Elektrik ve Un Fabrikası’nda bulunan makinelerin faaliyeti ile alakalı Mösyö HayerRasberg ile Aksaray Vilayet Gazetesi müdürü ve muharririnin yaptığı röportajı aynen aktarmanın hem o günün elektrik teknolojisi hem de yerel basın çalışmaları hakkında bilgi edinme adına isabetli olacağı kanaatindeyiz.
—Memleketimizde bu neslin iktisat abidesinin kudret ve kabiliyeti hakkında malumat itasını Alman mühendislerinden Mösyö HayerRasberg rica etmiştim. Nezaket mahsusasıyla zirdeki izahatı lütfettiler:
Kuvvet-elyevmUluırmak üzerinde müessis elektrik santralimizde üç yüz bargir kuvvetinde bir su türbini mevcut olup santral tarz inşası ilerde fazla kuvvete ihtiyaç has edildiği takdirde ikinci bir türbinin vaz’(koyma) ve bu suretle beş yüz ile altı yüz bargire kadar tezyidine müsait bir surettedir. Burada en ziyade nazar-ı itibara alınacak nokta kuvvetli bir su setti ve fenni bir kanaldır. Hâlihazırdaki kuvvetten Azm-i Milli Şirketi’nin değirmeni ancak yüz bargir sarf ediyor. Aksaray Vilayeti encümenin belediyesinin projesine nazaran şehrin tenviri için de yalnız yüz bargirlik(beygirlik) kuvvete ihtiyaç vardır.
Binaenaleyh yüz bargir kuvvetimiz boş yere muattal kalıyor. Bunun için bu kuvvetle civarımızdaki Nevşehir’i tenvir etmek kolayca kabildir. Burada yalnız 35 bin voltluk yer hattı ve biri Nevşehir’e inşa olunacak diğeri de boğazdaki santralde olmak üzere iki transformatöre ihtiyaç vardır. Bunun için lüzumu olan masarifatı Nevşehir ve Aksaray Belediyesi’nin deruhte etmeleri menfaatleri icabınadır.
—Bu yardım kâfi midir?
Aynı zamanda hükümetimizin de yardımı rica edilmelidir. Bu suretle atılan ilk adımla ileride şimale doğru kol atmak ve tedrici bu surette o havaliye lazım gelen elektrik kuvveti tevzi ederek Yahşihan’da tesisat ile irtibat temin etmek, aynı zamanda Kızılırmak’ta inşası tasvir olunan büyük santral ile bağlanmak pek kolay ve istifadeli olacaktır. Hattın bu suretle temdidi esnasında kuvvetimiz kafi gelmediği takdirde yukarıda arz edildiği veçhile santralimiz ikinci bir türbine vaz’ (koyma, yerine koyma) ile bu mesele halledilebilir. Bu tesisat bize tabi ve basit bir surette Ankara-Konya arasındaki havaliyenin elektriklenmesini temin edecektir.

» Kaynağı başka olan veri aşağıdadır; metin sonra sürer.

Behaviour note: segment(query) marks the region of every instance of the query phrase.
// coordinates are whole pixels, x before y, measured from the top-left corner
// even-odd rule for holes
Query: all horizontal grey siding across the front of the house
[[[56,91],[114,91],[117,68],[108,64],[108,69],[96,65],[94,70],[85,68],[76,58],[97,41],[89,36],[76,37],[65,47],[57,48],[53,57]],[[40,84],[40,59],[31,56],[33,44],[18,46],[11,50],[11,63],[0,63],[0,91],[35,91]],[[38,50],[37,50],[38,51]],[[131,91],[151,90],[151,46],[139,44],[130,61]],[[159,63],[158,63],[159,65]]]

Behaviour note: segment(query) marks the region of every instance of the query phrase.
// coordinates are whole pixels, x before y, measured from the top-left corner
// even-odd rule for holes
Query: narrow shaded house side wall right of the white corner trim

Bu tarzda bağlanma hattın her zaman için hem Yahşihan hem de Aksaray icabında da Konya’dan elektriklenmesi imkânı bahşedilecektir. Farzımuhal bir mânia zuhurunda (harp gibi) yalnız bir noktadan hattın toparlanması kabil olacaktır.
—Bu hayali projenin de hakikat olabileceğine kani misiniz?
Bu fikirler birer hayal olmayıp, bilakis ihtiyaç dolayısıyla ve halkın elektrikten göreceği istifade dolayısıyla kendiliğinden tedrici bir surette yapılacak hakiki ve tabi projelerdir.Zikre şayan ikinci bir nokta da; Aksaray tesisatı dolayısıyla bir takım yerli amelenin direk tedarik etmek ve direk dikmek işlerinde peyda etmiş oldukları ihtisas dolayısıyla mesarifin bir kısım mühimmenin memlekette kalacağı, yalnız makinelerin celbidir. Lüzumu olan bakır kabloların ise İstanbul’dan tedariki kabildir.
—Gösterdiği nezakete ve ita ettiği malumata teşekkürle kendilerinden ayrıldım.